What last name did these couples go by when they got married?

What last name did these couples go by when they got married?

In the 1970's, there was a fad of giving children both parents' last name. What happened when these kids got married to each other?
I.e., When John  Flugelhaven-Beelzebub married Barabara Dovetonsil-Crashcourse, did the newly-married couple go by the last name, Flugelhaven-Beelzebub-Dovetonsil-Crashcourse?

They picked the last names that suited them best; all four, any two, any one, or - gasp - they kept there own because they rather liked them.
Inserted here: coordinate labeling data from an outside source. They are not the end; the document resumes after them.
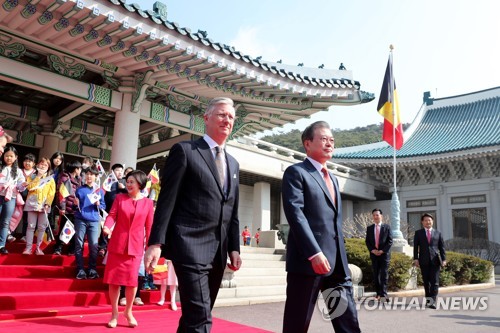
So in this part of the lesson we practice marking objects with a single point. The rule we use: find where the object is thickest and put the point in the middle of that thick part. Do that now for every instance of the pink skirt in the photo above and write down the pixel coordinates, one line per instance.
(122, 269)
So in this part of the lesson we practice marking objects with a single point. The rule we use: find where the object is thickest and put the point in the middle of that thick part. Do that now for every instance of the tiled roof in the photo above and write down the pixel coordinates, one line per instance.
(314, 77)
(444, 125)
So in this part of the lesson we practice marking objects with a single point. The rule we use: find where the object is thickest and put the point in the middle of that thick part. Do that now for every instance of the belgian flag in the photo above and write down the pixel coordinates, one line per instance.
(387, 105)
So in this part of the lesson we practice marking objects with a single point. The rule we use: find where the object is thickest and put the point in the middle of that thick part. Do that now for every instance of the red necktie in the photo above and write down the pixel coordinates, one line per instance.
(220, 164)
(329, 184)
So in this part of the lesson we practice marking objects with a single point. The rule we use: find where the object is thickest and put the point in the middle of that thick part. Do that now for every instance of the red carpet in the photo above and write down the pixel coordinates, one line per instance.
(149, 321)
(40, 293)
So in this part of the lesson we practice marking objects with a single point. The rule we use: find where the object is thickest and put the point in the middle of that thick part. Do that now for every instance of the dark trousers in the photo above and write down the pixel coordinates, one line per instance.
(103, 242)
(301, 296)
(59, 244)
(198, 288)
(380, 267)
(430, 275)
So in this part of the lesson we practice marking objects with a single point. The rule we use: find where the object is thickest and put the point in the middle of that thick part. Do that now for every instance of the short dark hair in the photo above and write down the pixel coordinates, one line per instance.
(93, 170)
(308, 133)
(29, 157)
(72, 166)
(426, 215)
(140, 177)
(116, 166)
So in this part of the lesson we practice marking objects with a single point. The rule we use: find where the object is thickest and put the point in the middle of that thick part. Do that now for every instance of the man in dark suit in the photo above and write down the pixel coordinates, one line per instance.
(429, 254)
(379, 241)
(315, 256)
(196, 216)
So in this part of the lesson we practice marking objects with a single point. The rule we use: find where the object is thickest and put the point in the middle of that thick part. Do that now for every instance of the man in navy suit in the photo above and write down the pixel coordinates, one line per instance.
(196, 217)
(315, 256)
(429, 254)
(380, 252)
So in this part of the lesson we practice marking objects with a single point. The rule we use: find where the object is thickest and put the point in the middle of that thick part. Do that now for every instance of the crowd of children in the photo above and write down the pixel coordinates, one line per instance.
(38, 198)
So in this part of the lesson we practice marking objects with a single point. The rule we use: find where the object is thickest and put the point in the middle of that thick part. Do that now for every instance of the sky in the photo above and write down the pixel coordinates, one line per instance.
(446, 47)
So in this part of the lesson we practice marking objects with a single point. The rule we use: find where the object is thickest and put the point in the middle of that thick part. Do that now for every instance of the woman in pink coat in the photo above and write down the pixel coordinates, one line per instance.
(130, 218)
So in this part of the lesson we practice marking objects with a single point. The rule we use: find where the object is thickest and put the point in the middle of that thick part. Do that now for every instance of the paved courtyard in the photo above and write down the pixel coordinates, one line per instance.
(405, 318)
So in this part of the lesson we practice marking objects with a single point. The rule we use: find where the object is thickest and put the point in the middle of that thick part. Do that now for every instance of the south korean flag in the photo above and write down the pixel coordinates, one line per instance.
(67, 232)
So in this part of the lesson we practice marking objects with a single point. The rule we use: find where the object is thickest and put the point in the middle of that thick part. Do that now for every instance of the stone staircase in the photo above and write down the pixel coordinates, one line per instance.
(261, 279)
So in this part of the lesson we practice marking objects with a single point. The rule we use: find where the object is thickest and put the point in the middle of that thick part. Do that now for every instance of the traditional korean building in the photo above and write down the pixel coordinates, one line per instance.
(449, 165)
(108, 79)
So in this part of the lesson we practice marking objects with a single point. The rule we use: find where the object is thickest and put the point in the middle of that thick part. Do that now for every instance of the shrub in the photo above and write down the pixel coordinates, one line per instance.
(464, 269)
(399, 271)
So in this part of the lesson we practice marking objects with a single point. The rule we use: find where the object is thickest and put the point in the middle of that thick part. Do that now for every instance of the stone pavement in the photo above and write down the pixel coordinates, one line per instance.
(401, 318)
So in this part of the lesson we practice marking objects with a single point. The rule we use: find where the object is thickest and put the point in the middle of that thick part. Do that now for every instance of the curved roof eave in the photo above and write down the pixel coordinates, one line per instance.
(443, 126)
(324, 79)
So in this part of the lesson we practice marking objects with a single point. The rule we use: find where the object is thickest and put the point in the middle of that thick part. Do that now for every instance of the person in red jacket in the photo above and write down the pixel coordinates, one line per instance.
(131, 218)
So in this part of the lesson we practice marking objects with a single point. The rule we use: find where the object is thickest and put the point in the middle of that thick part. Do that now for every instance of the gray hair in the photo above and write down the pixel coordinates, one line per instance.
(216, 101)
It wasn’t a fad of the 1970’s. It may have started to be common enough that you noticed it, but it hasn’t decreased any lately. It may be more common lately. There are at least six ways now that people choose last names for children:

Father’s surname
Mother’s surname
Hyphenation, or a double-barrelled surname (without a hyphen)
Alternating the two parents’ surnames between siblings
Combining the two surnames into a portmanteau or blended surname
Making up a completely new surname

In English, there is no hard rule whether the name before the hyphen is the father’s or the mother’s. Both occur. Exceptions include Spanish and some related languages/cultures, where the father’s name comes first, so Mariano Rajoy Brey’s mother was surnamed Brey.
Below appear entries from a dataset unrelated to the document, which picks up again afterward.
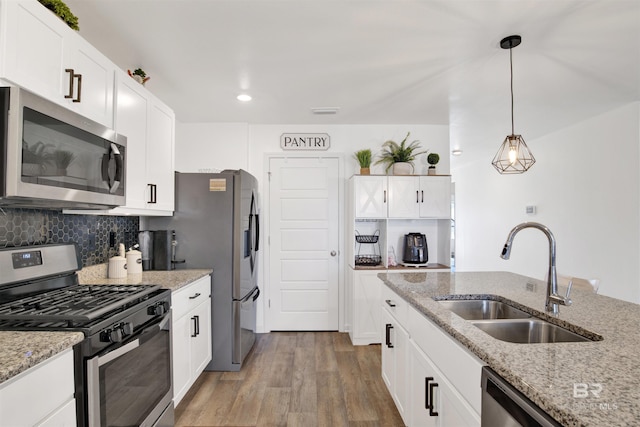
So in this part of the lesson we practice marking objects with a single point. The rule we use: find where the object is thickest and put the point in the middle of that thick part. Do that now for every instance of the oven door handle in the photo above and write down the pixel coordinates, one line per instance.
(143, 336)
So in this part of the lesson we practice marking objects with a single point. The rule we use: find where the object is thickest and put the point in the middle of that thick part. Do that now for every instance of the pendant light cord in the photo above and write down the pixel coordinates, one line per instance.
(511, 69)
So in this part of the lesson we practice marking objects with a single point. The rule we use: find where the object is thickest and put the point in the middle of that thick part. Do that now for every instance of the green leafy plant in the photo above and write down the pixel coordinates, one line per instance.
(364, 157)
(392, 152)
(139, 72)
(62, 10)
(63, 159)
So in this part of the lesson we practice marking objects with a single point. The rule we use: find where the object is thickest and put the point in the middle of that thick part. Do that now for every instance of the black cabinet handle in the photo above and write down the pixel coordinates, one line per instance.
(71, 75)
(388, 335)
(427, 405)
(432, 413)
(153, 192)
(195, 327)
(79, 97)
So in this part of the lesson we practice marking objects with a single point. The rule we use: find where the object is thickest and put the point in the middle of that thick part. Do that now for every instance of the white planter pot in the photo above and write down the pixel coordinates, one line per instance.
(402, 168)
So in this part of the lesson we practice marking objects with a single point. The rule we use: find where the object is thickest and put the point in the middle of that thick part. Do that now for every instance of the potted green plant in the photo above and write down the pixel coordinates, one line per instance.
(62, 159)
(139, 75)
(432, 159)
(400, 157)
(62, 11)
(364, 158)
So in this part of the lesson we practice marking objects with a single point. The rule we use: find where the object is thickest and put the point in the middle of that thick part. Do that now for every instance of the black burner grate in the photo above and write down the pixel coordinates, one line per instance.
(75, 304)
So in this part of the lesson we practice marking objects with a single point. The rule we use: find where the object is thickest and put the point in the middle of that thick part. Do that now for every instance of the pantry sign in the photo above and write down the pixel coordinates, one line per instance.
(305, 141)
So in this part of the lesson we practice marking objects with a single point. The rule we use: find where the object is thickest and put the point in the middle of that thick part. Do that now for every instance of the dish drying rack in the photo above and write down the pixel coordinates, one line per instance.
(368, 259)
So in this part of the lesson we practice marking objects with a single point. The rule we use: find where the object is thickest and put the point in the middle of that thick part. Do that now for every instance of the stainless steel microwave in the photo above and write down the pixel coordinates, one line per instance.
(51, 157)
As for the children of two hyphenated people, the most common is probably to take both grandfathers’ names but there is again no rule.
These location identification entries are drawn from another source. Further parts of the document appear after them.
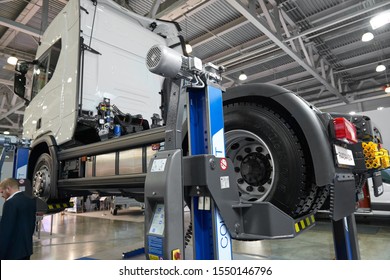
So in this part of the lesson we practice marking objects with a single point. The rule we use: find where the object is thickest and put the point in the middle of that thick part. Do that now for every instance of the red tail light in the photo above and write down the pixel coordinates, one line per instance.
(345, 130)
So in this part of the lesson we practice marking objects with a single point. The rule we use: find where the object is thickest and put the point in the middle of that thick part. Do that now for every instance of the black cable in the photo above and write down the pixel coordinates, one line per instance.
(93, 22)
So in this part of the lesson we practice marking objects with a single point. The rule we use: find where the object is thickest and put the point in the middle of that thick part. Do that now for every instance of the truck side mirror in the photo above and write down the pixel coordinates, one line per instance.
(20, 79)
(22, 67)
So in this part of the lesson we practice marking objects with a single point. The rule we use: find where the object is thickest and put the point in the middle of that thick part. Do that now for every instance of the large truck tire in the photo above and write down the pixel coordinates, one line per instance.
(268, 158)
(41, 177)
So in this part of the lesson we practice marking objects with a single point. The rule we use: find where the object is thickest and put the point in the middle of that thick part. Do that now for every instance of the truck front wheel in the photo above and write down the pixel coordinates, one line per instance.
(268, 157)
(41, 177)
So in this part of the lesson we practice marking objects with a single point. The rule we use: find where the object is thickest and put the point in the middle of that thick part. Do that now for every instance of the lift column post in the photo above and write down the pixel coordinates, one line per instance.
(206, 129)
(164, 215)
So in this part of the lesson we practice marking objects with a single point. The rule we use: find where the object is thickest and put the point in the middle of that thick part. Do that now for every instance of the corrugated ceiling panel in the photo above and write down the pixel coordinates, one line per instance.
(10, 10)
(141, 7)
(279, 75)
(208, 19)
(229, 40)
(311, 7)
(242, 34)
(216, 15)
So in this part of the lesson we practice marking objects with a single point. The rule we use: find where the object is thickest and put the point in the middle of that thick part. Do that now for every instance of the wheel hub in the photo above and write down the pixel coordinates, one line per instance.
(253, 164)
(41, 182)
(255, 169)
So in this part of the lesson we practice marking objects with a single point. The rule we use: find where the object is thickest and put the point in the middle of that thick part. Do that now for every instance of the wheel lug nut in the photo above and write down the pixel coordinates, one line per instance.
(259, 149)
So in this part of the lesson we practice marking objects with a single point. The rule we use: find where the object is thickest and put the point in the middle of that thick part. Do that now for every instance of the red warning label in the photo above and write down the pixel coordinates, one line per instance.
(223, 163)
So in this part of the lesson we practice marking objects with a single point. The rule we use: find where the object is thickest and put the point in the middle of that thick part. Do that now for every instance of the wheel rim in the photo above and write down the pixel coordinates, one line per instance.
(253, 164)
(41, 182)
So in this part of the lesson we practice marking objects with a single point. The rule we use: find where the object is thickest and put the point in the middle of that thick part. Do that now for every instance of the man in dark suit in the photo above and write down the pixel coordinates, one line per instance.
(17, 223)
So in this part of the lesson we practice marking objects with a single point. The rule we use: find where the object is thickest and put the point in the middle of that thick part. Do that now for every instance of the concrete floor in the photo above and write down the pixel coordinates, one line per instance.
(99, 235)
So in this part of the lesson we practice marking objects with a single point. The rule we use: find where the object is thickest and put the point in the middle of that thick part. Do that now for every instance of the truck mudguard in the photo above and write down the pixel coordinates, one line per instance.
(306, 117)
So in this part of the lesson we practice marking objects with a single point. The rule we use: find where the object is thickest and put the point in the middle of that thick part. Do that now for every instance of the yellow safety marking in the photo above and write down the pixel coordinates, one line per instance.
(176, 255)
(153, 257)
My kids have a double-barrelled last name. We put my name first (I’m the father) because we thought it flowed better.

Just to get an idea of the range of choices:

My wife kept her name, double-barrelled kids
Her brother’s wife kept her name, the kids have his name
Her sister changed her name, the kids have his name

I have a client with a double-barrelled name who just got married, she now goes by a triple-barrelled name. Whatever works!

This could create a problem whereby in another couple of generations, credit cards will need to have a fold-out flap to accommodate the name.

I have a friend with a hyphenated last name. Both of his parents also used the hyphenated form, which (in their case) went mother’s-father’s. Nowadays, he mostly just goes by his father’s last name, because that’s the name he prefers, except in contexts where he interacts with his mother, who’s still alive, because he doesn’t want her to feel slighted by that. He got married a few years ago, and his bride, so far as I know, goes by the same version as him: His father’s, except where his mother is involved, in which case his full hyphenated.

just to note, double barreled names have been around for quite some time
heres one from 1867!! Frank Lloyd Wright - Wikipedia

“Introducing the new Chicago Cubs right fielder … number 34 … John Smith-Jones-Wright-Baxter-Walker-Gore-McDonald-Paterson” … yeesh … the future will be verbose …

<<Frank Lloyd Wright was born Frank Lincoln Wright in the farming town of Richland Center, Wisconsin, United States, in 1867. His father, William Cary Wright (1825–1904),[2] was an orator, music teacher, occasional lawyer, and itinerant minister. Frank Lloyd Wright’s mother, Anna Lloyd Jones>>

So he had his father’s last name and took a family name as his middle name. Not quite the same as a hyphenated last name…?

In the factory where I worked, there were enough periodic layoffs and rehiring to make some folks want to get an advantage by changing surnames. A couple I knew had names that started with B and T. When they got married, they took the hyphen, with the bride’s name first. So, instead of being the Taylors, they became the Bivalve-Taylors. It delayed their layoffs by a couple months. One clever guy even went to court to become Aaron Aaronson. That kept him working nearly a year longer than his old name would have.

I’ve never heard of a company doing layoffs alphabetically. Is that really a thing?

Well I submit then his mother

That’s the best you could do?

The primary filter was seniority, hire date. However, if you hired in with 160 other people, and they only need to lay off half that many, it went alphabetically within that hire day. The layoff number order came from on high, but the remaining workers were offered a lot of overtime during layoffs. The extra pay was enough to justify the name change.

Or it simply becomes customary to take 1 element of one’s surname from each parent, which Iberian peoples have been doing for centuries.

What an odd way of handling that. I was hired at my company along with about 20 others. We drew numbers to determine ‘seniority.’

John Fitzgerald Kennedy? Taking the mother’s maiden name as a middle name seems to be a not-uncommon thing.

At a certain point, enough is enough. My wife took my name because it was simpler and more common than hers rather than retain her maiden name… Some people don’t have a deep and abiding attachment to their maiden / family name.

Maybe I’m in a social backwater, but the last time I ran across such a hyphenated name was 20 years ago.

Agreed, I’ve never seen anything like that. Very bizarre.